My habit of researching whitepapers is to first identify their core claims, then look at the execution logic behind those claims. Pixels' new litepaper presents three pillars: Fun First, Smart Reward Targeting, and Publishing Flywheel. Among these, the hardest to execute is the first one, while the most interesting is the third.

"Fun First" may sound like a cliché, but in the P2E context, it's actually a costly choice. If a game prioritizes "fun," it implies that its token incentives might not be the highest in the short term, and its user growth rate may not be the fastest because there aren't excessive return expectations to drive word-of-mouth. The whitepaper states: "Our design team needs to focus on creating real value for our users - by creating a game that people genuinely enjoy and want to spend time playing." If this logic is genuinely executed, it means the team has to continuously invest during the phase where "fun" can't be directly monetized, without rushing to rely on tokenomics for data. From Pixels' actual journey, they have managed this to some extent; the users who remained after the Chapter 2 bot wash were retained because of the game itself, not due to profit expectations.

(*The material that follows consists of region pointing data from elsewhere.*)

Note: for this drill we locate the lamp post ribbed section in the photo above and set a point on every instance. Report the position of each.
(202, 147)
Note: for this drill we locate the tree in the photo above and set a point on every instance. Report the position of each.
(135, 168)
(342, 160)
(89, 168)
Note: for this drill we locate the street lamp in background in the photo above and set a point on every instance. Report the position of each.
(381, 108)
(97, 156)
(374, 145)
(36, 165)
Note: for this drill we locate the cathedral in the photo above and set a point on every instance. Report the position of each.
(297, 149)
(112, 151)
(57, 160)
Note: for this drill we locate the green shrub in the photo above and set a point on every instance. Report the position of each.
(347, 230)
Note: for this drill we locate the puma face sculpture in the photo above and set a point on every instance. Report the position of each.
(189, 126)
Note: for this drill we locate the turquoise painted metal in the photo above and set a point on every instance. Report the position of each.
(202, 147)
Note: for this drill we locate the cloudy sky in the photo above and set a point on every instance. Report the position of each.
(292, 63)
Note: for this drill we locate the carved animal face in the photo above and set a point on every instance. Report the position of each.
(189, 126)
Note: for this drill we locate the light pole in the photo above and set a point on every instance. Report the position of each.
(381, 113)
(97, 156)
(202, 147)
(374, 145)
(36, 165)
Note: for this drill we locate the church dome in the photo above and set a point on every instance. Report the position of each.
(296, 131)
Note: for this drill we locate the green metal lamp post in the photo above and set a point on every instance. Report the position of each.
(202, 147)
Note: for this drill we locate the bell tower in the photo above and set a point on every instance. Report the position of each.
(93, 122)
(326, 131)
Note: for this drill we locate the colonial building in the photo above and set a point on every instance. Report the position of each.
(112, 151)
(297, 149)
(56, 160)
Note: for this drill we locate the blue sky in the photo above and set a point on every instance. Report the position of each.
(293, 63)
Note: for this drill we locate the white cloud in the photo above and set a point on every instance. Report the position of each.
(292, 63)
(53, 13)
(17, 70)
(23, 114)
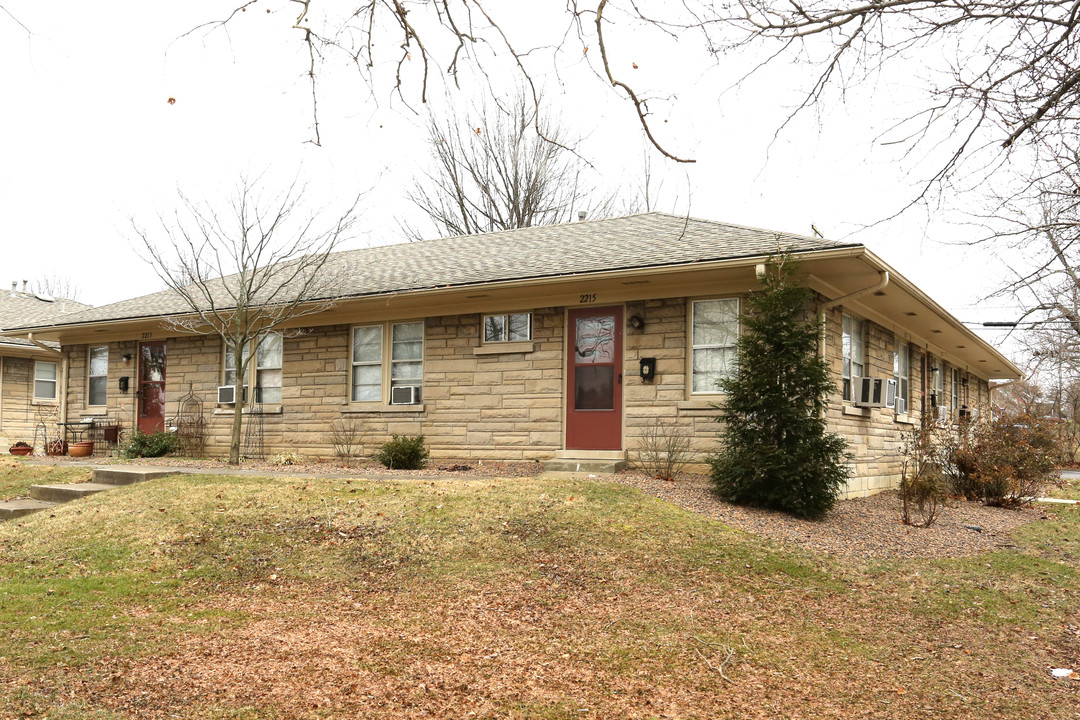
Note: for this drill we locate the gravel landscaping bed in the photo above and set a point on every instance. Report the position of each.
(865, 527)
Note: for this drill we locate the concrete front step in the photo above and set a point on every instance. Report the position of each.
(63, 492)
(126, 475)
(22, 506)
(591, 454)
(583, 466)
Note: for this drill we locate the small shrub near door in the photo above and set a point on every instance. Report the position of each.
(403, 452)
(663, 449)
(150, 445)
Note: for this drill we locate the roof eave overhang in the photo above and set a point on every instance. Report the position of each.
(453, 298)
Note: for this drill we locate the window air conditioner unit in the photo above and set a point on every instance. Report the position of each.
(405, 395)
(874, 392)
(227, 394)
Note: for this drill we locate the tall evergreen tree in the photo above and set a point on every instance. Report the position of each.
(777, 450)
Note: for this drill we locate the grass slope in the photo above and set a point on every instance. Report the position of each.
(241, 597)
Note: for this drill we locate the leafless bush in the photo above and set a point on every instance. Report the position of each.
(663, 449)
(923, 486)
(347, 436)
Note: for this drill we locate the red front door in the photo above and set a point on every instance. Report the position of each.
(594, 379)
(151, 386)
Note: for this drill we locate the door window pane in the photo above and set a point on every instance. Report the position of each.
(594, 340)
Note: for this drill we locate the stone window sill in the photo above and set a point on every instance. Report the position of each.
(504, 348)
(266, 409)
(383, 409)
(698, 407)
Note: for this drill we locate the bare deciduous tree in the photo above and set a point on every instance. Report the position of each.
(491, 172)
(246, 271)
(57, 286)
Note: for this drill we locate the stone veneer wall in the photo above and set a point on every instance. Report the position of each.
(19, 413)
(502, 406)
(664, 399)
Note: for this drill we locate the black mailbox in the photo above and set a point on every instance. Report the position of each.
(648, 366)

The Publishing Flywheel is a part that I feel is severely overlooked in external discussions. The original wording in the whitepaper is: "Attracting better games generates richer player data. Richer data allows for increasingly precise targeting, dramatically reducing user acquisition costs. Lower UA costs attract even more high-quality games to the Pixels ecosystem." The logic of this flywheel transforms Pixels from a game into a platform, turning player data into an asset, using data precision to lower new game acquisition costs, and then attracting even more quality games with lower costs, creating a self-reinforcing cycle. This isn't the logic of a game company; it's the logic of an ad platform, or more akin to operators like Supercell or Scopely from the mobile gaming era that support multiple games through data infrastructure.

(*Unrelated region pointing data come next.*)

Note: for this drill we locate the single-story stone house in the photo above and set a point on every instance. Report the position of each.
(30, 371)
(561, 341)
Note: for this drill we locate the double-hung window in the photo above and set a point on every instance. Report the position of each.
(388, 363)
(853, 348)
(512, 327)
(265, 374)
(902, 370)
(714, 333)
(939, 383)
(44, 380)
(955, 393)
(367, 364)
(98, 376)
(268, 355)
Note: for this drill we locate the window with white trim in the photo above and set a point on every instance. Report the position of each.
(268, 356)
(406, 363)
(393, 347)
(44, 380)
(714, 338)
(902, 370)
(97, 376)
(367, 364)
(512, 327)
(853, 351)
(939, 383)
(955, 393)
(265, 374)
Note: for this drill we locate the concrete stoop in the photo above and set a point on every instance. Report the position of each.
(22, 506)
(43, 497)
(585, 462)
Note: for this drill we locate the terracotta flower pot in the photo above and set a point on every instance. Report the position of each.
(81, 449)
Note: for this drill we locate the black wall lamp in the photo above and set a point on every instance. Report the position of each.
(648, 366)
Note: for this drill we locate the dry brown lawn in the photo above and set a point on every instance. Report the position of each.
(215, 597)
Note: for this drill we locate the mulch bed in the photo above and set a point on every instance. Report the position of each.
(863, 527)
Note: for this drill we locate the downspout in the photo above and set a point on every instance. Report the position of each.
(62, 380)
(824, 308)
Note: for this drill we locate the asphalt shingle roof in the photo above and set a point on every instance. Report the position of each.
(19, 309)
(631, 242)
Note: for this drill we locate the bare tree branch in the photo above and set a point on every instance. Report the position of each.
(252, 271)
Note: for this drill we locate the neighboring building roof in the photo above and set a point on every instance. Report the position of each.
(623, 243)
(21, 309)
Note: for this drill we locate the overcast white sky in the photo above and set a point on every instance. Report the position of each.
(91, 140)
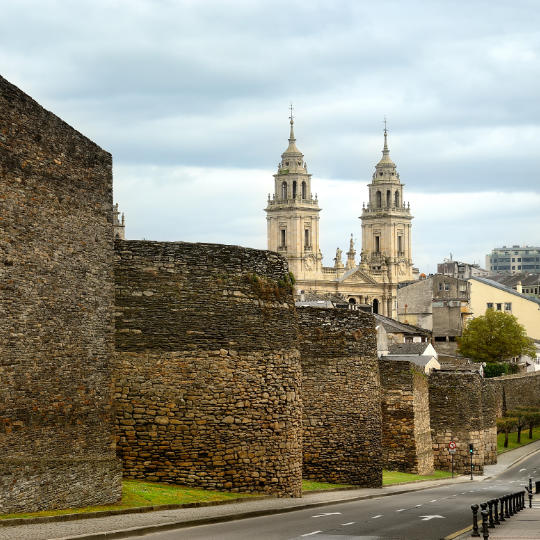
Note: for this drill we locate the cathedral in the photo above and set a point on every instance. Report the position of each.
(385, 259)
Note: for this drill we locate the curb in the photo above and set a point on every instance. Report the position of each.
(126, 533)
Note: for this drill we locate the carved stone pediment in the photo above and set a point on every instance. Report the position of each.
(356, 275)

After understanding this framework, when I look at the "OVER 10 million players" figure on the official website, the perspective shifts. If Pixels is indeed moving toward being a platform, then the behavior data of those ten million registered users is its most core asset, rather than the daily active numbers of any single game. This perspective change will also alter the valuation logic of the entire project. However, I haven't found detailed enough answers regarding which stage this flywheel is currently in and how many external games are genuinely integrating into this data infrastructure; this remains a point of continuous attention for me.